Die Prämienkomponente des Greenings zur Honorierung gesellschaftlicher Leistungen, soll die aktuelle Agrarreform „grüner“ machen. Rund 30 % der Direktzahlungen werden an die Einhaltung bestimmter Maßnahmen gebunden, nämlich der Schutz des Dauergrünlands, der Anbau vielfältiger Kulturen und die Schaffung von ökologischer Vorrangfläche. Nur wenn alle drei Komponenten erfüllt werden, wird die volle Greeningprämie in Höhe von ca. 87 €/ha ausgezahlt.

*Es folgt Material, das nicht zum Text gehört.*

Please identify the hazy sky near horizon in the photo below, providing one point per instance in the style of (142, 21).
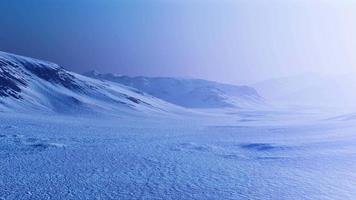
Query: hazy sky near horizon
(223, 40)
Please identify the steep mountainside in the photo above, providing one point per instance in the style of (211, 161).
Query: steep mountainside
(28, 84)
(190, 93)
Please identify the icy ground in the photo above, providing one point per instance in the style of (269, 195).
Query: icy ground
(225, 157)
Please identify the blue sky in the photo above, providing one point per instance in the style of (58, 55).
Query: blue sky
(224, 40)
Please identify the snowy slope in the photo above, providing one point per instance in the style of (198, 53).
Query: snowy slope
(28, 84)
(190, 93)
(311, 90)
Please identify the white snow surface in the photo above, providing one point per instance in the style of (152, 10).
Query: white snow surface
(66, 136)
(189, 93)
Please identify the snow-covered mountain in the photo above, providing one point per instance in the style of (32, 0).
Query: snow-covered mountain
(189, 93)
(310, 89)
(28, 84)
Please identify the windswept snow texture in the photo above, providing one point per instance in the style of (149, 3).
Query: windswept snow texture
(179, 158)
(190, 93)
(66, 136)
(28, 85)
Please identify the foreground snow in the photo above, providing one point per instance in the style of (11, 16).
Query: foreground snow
(233, 156)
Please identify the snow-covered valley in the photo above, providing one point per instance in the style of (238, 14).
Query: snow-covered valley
(67, 136)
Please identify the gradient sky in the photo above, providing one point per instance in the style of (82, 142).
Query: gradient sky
(224, 40)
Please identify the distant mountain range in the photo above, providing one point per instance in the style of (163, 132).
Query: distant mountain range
(28, 84)
(189, 93)
(311, 89)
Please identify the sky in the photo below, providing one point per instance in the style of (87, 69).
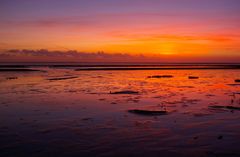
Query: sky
(168, 30)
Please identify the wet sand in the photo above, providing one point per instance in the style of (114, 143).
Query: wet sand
(65, 112)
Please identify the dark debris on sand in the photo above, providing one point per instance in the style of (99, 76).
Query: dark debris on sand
(19, 70)
(193, 77)
(148, 112)
(11, 78)
(62, 78)
(125, 92)
(225, 107)
(161, 76)
(237, 80)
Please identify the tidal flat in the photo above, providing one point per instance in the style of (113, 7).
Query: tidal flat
(58, 111)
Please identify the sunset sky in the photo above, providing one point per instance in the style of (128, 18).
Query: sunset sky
(195, 30)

Mit der Beantragung der Basisprämie verpflichtet sich der Betriebsinhaber grundsätzlich auch zur Einhaltung der Auflagen der dem Klima- und Umweltschutz förderlichen Landbewirtschaftungsm

ethoden (Greening).

Für Betriebe, die mehr als 15 ha Ackerfläche bewirtschaften, werden etliche Bedingungen an die Schaffung und Bereitstellung ökologischer Vorrangfläche (5% der beihilfefähigen Ackerfläche) gestellt.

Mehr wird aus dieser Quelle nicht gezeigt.